The farmers flooded the road outside the Bedford Hotel with tractors and their trucks and chanted their demands for inheritance tax on farms to be abolished and for the environmental subsidy (sustainable farming initiative – SFI) to be reinstated.
The object of their protest which included hooting their vehicle horns and chanting their demands was farming minister Daniel Zeichner. The famers’ action was accompanied by placards saying Beep if You Eat and encouraged many passing drivers to sound their horns. Other placards said ‘No Farms, No Food, No Future’, ‘Make Agriculture Great Again’ and ‘It’s a Land Grab’.
John Hillson, Bere Alston beef farmer, joined the around 50 colleagues on the action.
He said: “The Prime Minister Keir Starmer is effectively cutting our throats as farmers. We are part of the fabric of the countryside. His policies are likely to force us out of business and off our land. Once we are gone how is the country going to afford to feed its people. We can’t afford to import all our food.
“We’ve just had the sustainable faming initiative cut without enough notice to make any mitigation or anything in its place. We are only keeping our heads above water now after that cut because prices are high enough. But prices are fickle and could fall at any time.”
Tom Trueman, a farmer of Buckfastleigh is a spokesman for Farmers to Action – a group which aims to speak up for farmers on current issues.
He said: “We want the agricultural inheritance tax abolished which could ultimately lead to farmers going out of business because they cannot afford to pay the extra tax, even over ten years.
“We are very worried about the prospect of a land grab from farmers by the Government because of their housing targets which could lead to compulsory purchase for housing.

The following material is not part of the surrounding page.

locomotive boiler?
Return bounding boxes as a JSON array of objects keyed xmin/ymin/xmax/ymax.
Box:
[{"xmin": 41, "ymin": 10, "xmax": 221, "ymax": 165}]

“As farmers we don’t want subsidies paid to us for not growing food – such as the sustainable farming initiative. That does have its place – to help the environment and helping farmers if they have very little income or profit. But does not benefit the public or the ability of the country to be self-sufficient in food.”
Farming contractor Ben said: “We need a replacement for the SFI urgently because farmers have made improvements based on the promise of support for limiting their cropping and restricting their grazing – all to benefit the environment.
“So, they won’t get the subsidy for this work, which is ongoing, because the SFI was cut with little warning. And they have committed to not producing crops for food and grazing, so they are not generating as much income as they could do. It doesn’t make any sense economically or to the idea of us being sustainable in food production.”
Ben said the Dartmoor tenant farmers were being told about new plans. “They don’t understand that Dartmoor is how it is today because of farmers and any changes must be very carefully done.”
The meeting in the hotel was the second annual forum convened by Tavistock MP Sir Geoffrey Cox to bring together Dartmoor farmers with representatives of Natural England and the NFU.